Sacred Heart Confers Degrees Upon Largest Graduating Class
Supreme Knight Anderson challenges graduates to be "people of and for life"
Commencement is always a special time at Sacred Heart Major Seminary. This year's event, held Saturday, April 24, was a time of even greater celebration.
Seventy-one students, both seminarian and lay, received diplomas or degrees from the College of Liberal Arts and Graduate School of Theology, making the Class of 2004 the largest graduating class since the refounding of the seminary in 1988. The graduate school had its largest class since 1988, as well, with twenty-nine students receiving either a Master of Divinity (10), Master of Theology (8) or Master of Pastoral Studies (11) degree.
In his congratulatory remarks at the Baccalaureate Mass, main celebrant Adam Cardinal Maida, archbishop of Detroit, cited the academic year 2003-04 as an "exciting beginning to a new chapter in the history of Sacred Heart Major Seminary." Some milestones under the new rectorship of Fr.
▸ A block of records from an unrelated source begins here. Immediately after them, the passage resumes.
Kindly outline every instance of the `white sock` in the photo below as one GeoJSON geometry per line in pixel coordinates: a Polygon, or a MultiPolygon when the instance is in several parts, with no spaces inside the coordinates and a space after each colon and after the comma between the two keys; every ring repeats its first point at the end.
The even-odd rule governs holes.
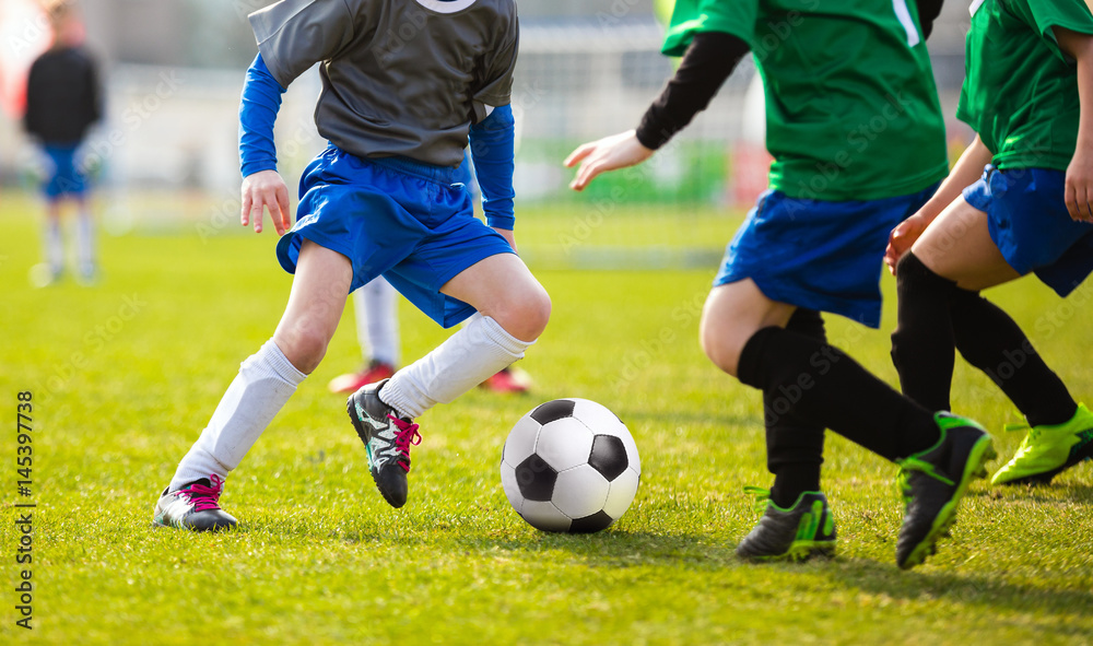
{"type": "Polygon", "coordinates": [[[272,339],[247,357],[201,437],[178,463],[171,491],[212,473],[226,480],[306,376],[272,339]]]}
{"type": "Polygon", "coordinates": [[[91,222],[91,213],[81,209],[77,224],[78,257],[80,271],[91,274],[95,271],[95,227],[91,222]]]}
{"type": "Polygon", "coordinates": [[[399,293],[384,277],[353,292],[356,337],[364,360],[399,365],[399,293]]]}
{"type": "Polygon", "coordinates": [[[380,399],[402,415],[421,416],[524,359],[532,343],[509,334],[489,316],[478,317],[436,350],[395,373],[380,399]]]}

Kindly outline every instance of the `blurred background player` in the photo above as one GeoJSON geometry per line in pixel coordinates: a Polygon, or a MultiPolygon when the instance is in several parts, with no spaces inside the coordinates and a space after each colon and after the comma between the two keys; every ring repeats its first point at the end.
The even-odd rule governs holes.
{"type": "Polygon", "coordinates": [[[58,0],[45,4],[54,40],[49,50],[31,66],[26,84],[24,127],[42,145],[47,177],[46,267],[32,272],[37,285],[58,280],[64,270],[61,208],[66,200],[77,207],[75,277],[94,281],[94,223],[89,204],[89,186],[80,160],[80,146],[87,130],[102,117],[98,73],[95,60],[83,47],[84,31],[74,2],[58,0]]]}
{"type": "MultiPolygon", "coordinates": [[[[459,165],[457,181],[467,186],[475,198],[479,197],[474,166],[469,154],[463,154],[459,165]]],[[[353,317],[356,321],[356,339],[361,345],[363,363],[355,373],[339,375],[330,380],[331,392],[355,392],[368,384],[375,384],[395,374],[399,367],[399,294],[384,277],[353,292],[353,317]]],[[[468,322],[473,320],[475,314],[468,322]]],[[[528,373],[515,365],[506,366],[479,385],[494,392],[527,392],[531,387],[528,373]]]]}
{"type": "Polygon", "coordinates": [[[925,45],[931,23],[920,27],[903,0],[838,0],[802,9],[790,26],[773,4],[677,2],[663,47],[685,52],[674,77],[636,131],[585,144],[565,164],[580,165],[572,187],[583,190],[600,173],[644,162],[753,52],[776,160],[771,190],[726,249],[700,332],[710,361],[763,391],[775,483],[761,490],[764,515],[737,553],[767,560],[834,551],[834,518],[820,491],[831,428],[900,465],[906,512],[896,563],[907,568],[932,553],[953,521],[994,455],[990,437],[972,420],[918,406],[828,344],[819,313],[879,327],[888,234],[948,169],[925,45]],[[831,49],[836,42],[855,48],[831,49]],[[875,119],[881,127],[869,126],[875,119]]]}
{"type": "Polygon", "coordinates": [[[892,359],[907,396],[950,410],[959,349],[1032,427],[992,482],[1047,483],[1093,457],[1093,413],[979,291],[1035,273],[1067,296],[1093,270],[1093,16],[1081,0],[972,10],[956,116],[978,136],[892,232],[892,359]]]}
{"type": "Polygon", "coordinates": [[[550,317],[550,297],[513,234],[512,0],[282,0],[249,17],[259,55],[239,110],[240,220],[260,233],[269,209],[292,292],[273,337],[243,362],[160,495],[161,526],[236,525],[220,507],[224,481],[321,362],[346,295],[377,275],[445,328],[483,315],[346,402],[392,507],[407,502],[410,448],[422,441],[414,419],[522,359],[550,317]],[[402,36],[398,25],[416,28],[402,36]],[[281,95],[315,63],[315,122],[330,145],[304,172],[286,231],[273,125],[281,95]],[[480,151],[486,223],[457,181],[468,142],[480,151]]]}

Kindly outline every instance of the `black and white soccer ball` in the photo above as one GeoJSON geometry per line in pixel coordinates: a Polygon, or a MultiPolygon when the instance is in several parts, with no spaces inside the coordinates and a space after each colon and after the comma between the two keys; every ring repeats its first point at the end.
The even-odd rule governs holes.
{"type": "Polygon", "coordinates": [[[513,427],[501,483],[516,512],[544,531],[599,531],[630,508],[642,461],[626,425],[587,399],[555,399],[513,427]]]}

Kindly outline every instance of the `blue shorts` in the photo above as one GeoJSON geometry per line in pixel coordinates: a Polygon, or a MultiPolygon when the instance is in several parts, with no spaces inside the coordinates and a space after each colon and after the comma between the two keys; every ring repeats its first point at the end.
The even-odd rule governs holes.
{"type": "Polygon", "coordinates": [[[460,322],[474,308],[440,287],[513,248],[474,218],[471,193],[456,174],[406,157],[365,160],[328,148],[299,179],[296,224],[277,245],[281,267],[296,271],[307,238],[350,259],[350,292],[383,274],[445,328],[460,322]]]}
{"type": "Polygon", "coordinates": [[[77,148],[78,144],[43,146],[49,158],[48,179],[42,187],[47,198],[79,197],[87,192],[87,181],[75,163],[77,148]]]}
{"type": "Polygon", "coordinates": [[[1093,271],[1093,224],[1070,219],[1066,173],[1047,168],[999,171],[964,189],[964,200],[987,213],[990,239],[1018,273],[1034,272],[1066,296],[1093,271]]]}
{"type": "Polygon", "coordinates": [[[767,298],[881,325],[884,247],[937,186],[907,196],[828,202],[768,190],[725,250],[714,285],[751,279],[767,298]]]}

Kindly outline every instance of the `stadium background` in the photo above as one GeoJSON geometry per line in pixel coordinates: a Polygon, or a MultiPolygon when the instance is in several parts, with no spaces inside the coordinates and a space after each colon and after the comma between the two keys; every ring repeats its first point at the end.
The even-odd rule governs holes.
{"type": "MultiPolygon", "coordinates": [[[[245,16],[270,0],[83,0],[87,43],[104,63],[106,118],[87,151],[106,199],[108,232],[181,223],[220,232],[237,200],[236,113],[243,71],[256,52],[245,16]],[[184,190],[175,208],[148,208],[148,193],[184,190]],[[202,203],[202,200],[209,203],[202,203]]],[[[31,187],[40,166],[19,127],[21,62],[47,43],[33,0],[0,4],[0,60],[9,71],[0,120],[0,186],[31,187]]],[[[516,173],[520,204],[577,199],[611,203],[747,207],[764,179],[762,120],[744,119],[755,75],[745,59],[712,106],[656,157],[645,181],[607,176],[578,198],[566,190],[561,160],[573,146],[636,125],[671,74],[657,51],[662,26],[653,0],[524,2],[514,106],[521,143],[516,173]]],[[[949,2],[929,47],[951,139],[967,130],[951,118],[963,79],[967,9],[949,2]]],[[[324,142],[312,108],[312,70],[287,93],[277,127],[281,171],[290,184],[324,142]]]]}

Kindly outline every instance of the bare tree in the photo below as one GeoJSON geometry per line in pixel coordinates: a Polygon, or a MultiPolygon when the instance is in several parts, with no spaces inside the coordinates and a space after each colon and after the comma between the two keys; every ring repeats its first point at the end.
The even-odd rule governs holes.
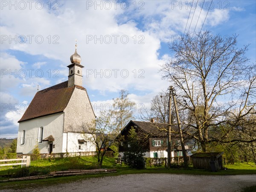
{"type": "MultiPolygon", "coordinates": [[[[255,107],[252,69],[256,67],[248,64],[248,46],[236,48],[237,37],[222,38],[209,31],[187,34],[169,45],[174,58],[161,66],[162,77],[173,84],[180,110],[186,117],[182,122],[183,131],[198,141],[204,151],[211,142],[241,141],[230,140],[229,135],[242,126],[241,120],[255,107]]],[[[244,139],[252,142],[256,139],[244,139]]]]}
{"type": "Polygon", "coordinates": [[[114,119],[116,129],[121,132],[126,124],[132,120],[135,103],[128,99],[129,93],[126,90],[120,91],[119,97],[113,99],[113,108],[111,111],[112,117],[114,119]]]}
{"type": "Polygon", "coordinates": [[[101,167],[106,150],[114,143],[119,132],[111,122],[111,115],[103,112],[86,127],[88,131],[86,133],[89,133],[89,136],[85,134],[84,137],[95,145],[98,163],[101,167]]]}

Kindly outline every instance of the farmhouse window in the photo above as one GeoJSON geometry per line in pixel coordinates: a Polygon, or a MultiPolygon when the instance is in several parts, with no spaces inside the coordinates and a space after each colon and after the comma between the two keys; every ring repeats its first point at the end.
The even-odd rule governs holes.
{"type": "Polygon", "coordinates": [[[152,141],[152,146],[156,147],[162,146],[163,143],[162,140],[153,140],[152,141]]]}

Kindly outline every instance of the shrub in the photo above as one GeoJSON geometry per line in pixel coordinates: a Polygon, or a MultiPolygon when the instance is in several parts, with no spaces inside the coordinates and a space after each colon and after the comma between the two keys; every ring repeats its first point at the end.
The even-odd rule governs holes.
{"type": "Polygon", "coordinates": [[[130,167],[141,169],[145,168],[145,150],[135,130],[132,128],[129,131],[127,142],[125,142],[126,151],[124,153],[124,160],[130,167]],[[128,146],[129,145],[129,146],[128,146]]]}
{"type": "Polygon", "coordinates": [[[31,160],[37,160],[40,158],[40,150],[38,148],[38,145],[37,144],[33,150],[33,155],[31,155],[31,160]]]}

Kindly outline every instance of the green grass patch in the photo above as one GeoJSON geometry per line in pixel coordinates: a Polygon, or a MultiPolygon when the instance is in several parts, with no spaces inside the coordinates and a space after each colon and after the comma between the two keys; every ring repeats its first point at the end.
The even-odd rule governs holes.
{"type": "MultiPolygon", "coordinates": [[[[63,171],[71,169],[96,169],[97,159],[95,157],[81,157],[55,158],[55,159],[41,159],[32,161],[29,167],[29,173],[44,175],[46,172],[63,171]]],[[[131,169],[128,166],[116,164],[115,159],[105,157],[102,164],[102,168],[116,169],[116,173],[102,174],[94,175],[84,175],[71,176],[61,177],[49,178],[39,180],[31,180],[20,181],[13,181],[9,183],[0,183],[1,189],[20,189],[35,187],[42,186],[51,185],[56,183],[64,183],[70,182],[87,179],[92,177],[118,176],[122,175],[138,174],[145,173],[167,173],[175,174],[190,174],[204,175],[229,175],[256,174],[256,166],[253,163],[237,163],[235,165],[225,165],[227,170],[220,170],[218,172],[211,172],[207,170],[194,169],[192,166],[186,169],[182,167],[177,167],[168,169],[163,166],[156,166],[142,169],[131,169]]],[[[19,168],[20,169],[20,168],[19,168]]],[[[5,175],[15,174],[19,168],[0,169],[0,176],[5,175]]],[[[25,173],[26,173],[26,172],[25,173]]],[[[1,178],[1,177],[0,177],[1,178]]],[[[2,180],[6,179],[2,177],[2,180]]],[[[253,188],[254,189],[254,188],[253,188]]],[[[252,191],[253,191],[253,190],[252,191]]]]}

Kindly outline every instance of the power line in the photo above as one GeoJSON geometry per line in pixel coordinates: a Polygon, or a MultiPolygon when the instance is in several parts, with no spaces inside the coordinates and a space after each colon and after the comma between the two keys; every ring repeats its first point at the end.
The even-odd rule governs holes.
{"type": "Polygon", "coordinates": [[[200,11],[200,13],[199,13],[199,16],[198,16],[198,20],[196,22],[196,24],[195,24],[195,29],[194,29],[194,31],[193,32],[193,35],[192,35],[192,36],[194,35],[194,34],[195,33],[195,29],[196,29],[196,26],[197,26],[197,23],[198,22],[198,20],[199,20],[199,18],[200,17],[200,15],[201,15],[201,12],[202,12],[202,10],[203,9],[203,7],[204,7],[204,4],[205,1],[205,0],[204,0],[204,3],[203,3],[203,5],[202,6],[202,9],[201,9],[201,10],[200,11]]]}
{"type": "MultiPolygon", "coordinates": [[[[196,8],[197,8],[197,4],[198,3],[198,0],[196,2],[196,5],[195,5],[195,11],[194,11],[194,13],[193,14],[193,16],[192,16],[192,19],[191,19],[191,22],[190,22],[190,24],[189,25],[189,30],[188,30],[188,32],[189,32],[189,29],[190,29],[190,26],[191,26],[191,24],[192,23],[192,21],[193,20],[193,18],[194,18],[194,15],[195,15],[195,10],[196,8]]],[[[192,6],[191,6],[191,9],[192,9],[192,6]]],[[[190,9],[190,10],[191,10],[190,9]]]]}
{"type": "Polygon", "coordinates": [[[200,33],[201,33],[201,31],[202,31],[202,29],[203,29],[203,26],[204,26],[204,22],[205,22],[205,20],[206,20],[206,17],[207,17],[207,16],[208,15],[208,13],[209,12],[209,10],[210,10],[210,8],[211,8],[211,6],[212,6],[212,2],[211,2],[211,4],[210,5],[210,6],[209,7],[209,8],[208,9],[208,12],[207,12],[207,14],[206,14],[206,16],[205,16],[205,18],[204,19],[204,23],[203,23],[203,25],[202,25],[202,27],[201,28],[201,30],[200,30],[200,32],[199,32],[199,33],[198,33],[198,34],[200,34],[200,33]]]}
{"type": "MultiPolygon", "coordinates": [[[[192,2],[192,3],[193,3],[193,2],[194,2],[194,0],[193,0],[193,1],[192,2]]],[[[191,12],[191,9],[190,9],[190,11],[189,11],[189,17],[188,18],[188,20],[187,20],[187,23],[186,24],[186,27],[185,28],[185,30],[184,30],[184,33],[183,33],[183,37],[184,37],[184,35],[185,35],[185,32],[186,32],[186,26],[188,24],[188,22],[189,22],[189,16],[190,16],[190,12],[191,12]]]]}

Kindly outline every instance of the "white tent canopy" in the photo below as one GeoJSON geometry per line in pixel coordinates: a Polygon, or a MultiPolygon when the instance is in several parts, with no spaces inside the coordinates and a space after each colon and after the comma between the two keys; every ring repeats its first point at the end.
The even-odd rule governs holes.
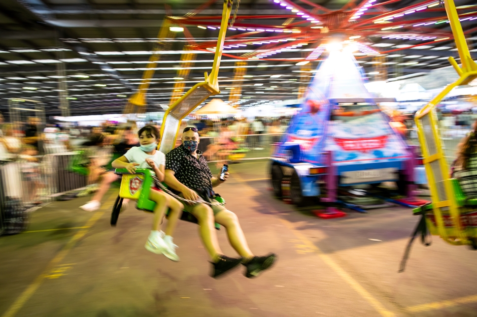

Steven Boguslawski, OP, said the cardinal, included the successful accreditation visit by the Association of Theological Schools and the Higher Learning Commission of the North Central Association of Colleges and Schools, the promotion of Sacred Heart alumnus Fr. Michael Byrnes to vice rector, and the reassignment of beloved and long-time vice rector Fr. Patrick Halfpenny to the influential parish of St. Paul on the Lake, Grosse Pointe. The academic year also saw the state-of-the-art renovation of the liturgy laboratory and the completion of a videoconferencing classroom suite that will allow Sacred Heart to expand access to theological and pastoral education.
A chapel full of joyful attendees heard the commencement address of Dr. Carl A. Anderson, Supreme Knight of the Knights of Columbus. He challenged the
graduates to be "a people of life and a people for life" as a way to renew the Church and the world as called for by the Second Vatican Council. Dr. Anderson suggested Blessed Teresa of Calcutta, St. Maximilian Kolbe and St. Faustina Kowalska, as "three great pillars of renewal" who symbolize the virtues of charity, forgiveness and mercy, virtues that graduates should emulate. Pope John Paul II is a fourth model of virtue, said Dr. Anderson, particularly for priests and seminarians. He called the graduates "the John Paul II Generation," since they had lived much of their lives under his pontificate.
"You are a legacy of far greater value than achievements in diplomacy or institutional change, for you are in a special way the seed of the 'new springtime of the Gospel' of which [the Holy Father] has spoken so often," concluded Dr. Anderson. Those who "glibly accommodate the culture of death . . . may think they are the future, but in reality their time has passed."
Cardinal Maida in his homily ratified Dr. Anderson's stirring call for renewal. "I pray you will have a sense of prophetic mission and ministry," said the cardinal to the new graduates. Though "there is in each of us some brokenness and sinfulness," like St. Peter we can overcome our frailties and "never shrink back from proclaiming [Christ's] Gospel of Life, in Word and deed" though the message may not be popularly received by the dominant culture.
The cardinal also thanked Dr. Anderson and the local and national Knights of Columbus organizations for their unremitting defense of the culture of life. He thanked them particularly for pledging $1.25 million to fund Sacred Heart's newly established Fr. Michael McGivney Chair of Life Ethics. Father McGivney is the founder of the Knights of Columbus whose cause for canonization was opened by the Diocese of Hartford in 1997.